THERE ARE, ADMITTEDLY, worse things in the world than having been in a cult band.

Sure, you are loved more than you sold; you are referred to more as an influence than you are played, especially when compared with people you supposedly influenced; your fan base tends to be dominated by sweaty boys with few social skills, many of whom grow up to be sweaty critics with few social skills; and whenever you put out new music, half the questions are about your old, old music.

But hey, at least some people remember your name, buy your reissues, invite you to conventions, clamour to play with you, and get excited when they get you on screen for a Zoom call from your home in Memphis, Tennessee.

Which is where today we find Jody Stephens, drummer, writer, employee and public face of Ardent Studios, singer and co-frontman of Those Pretty Wrongs with next-generation guitarist/writer Luther Russell. The pair will tour Australia next month carrying copies of their new album, Holiday Camp, a record of joyous, sometimes buoyant/sometimes prettily sad guitar pop songs that could have existed any time in the past 60 years.

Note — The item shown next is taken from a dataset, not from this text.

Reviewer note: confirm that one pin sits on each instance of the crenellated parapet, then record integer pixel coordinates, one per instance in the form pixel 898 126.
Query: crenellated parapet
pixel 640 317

Something else? Oh yes, lest we forget, he is also the last remaining original member of the most loved band almost no one you know has heard of, the ‘70s kings of brilliant Beatlesque pop and dark arts angst, Big Star. That would be the Memphis quartet which released two stunningly wonderful guitar pop albums in their brief existence, to sales of about 17 (half of whom were sweaty lonely boys; half were people who would form their own bands, like R.E.M., and one was remaindered), and had one messily compelling album released posthumously which sold even less (but is cited regularly by sweaty music critics and much better dressed musicians who love that dark arts angst).

A band – begun by singer/guitarist Chris Bell (gone after the debut, #1 Record), bassist Andy Hummell (gone after the second album, Radio City), Stephens and singer/guitarist Alex Chilton – whose music was most recently heard in Australia in 2013 when a troupe of in-crowd musicians joined Stephens playing that messy third album, called variously Big Star Third or Sister Lovers. (Why the different names? Since it was never an official release, it never settled on a name.)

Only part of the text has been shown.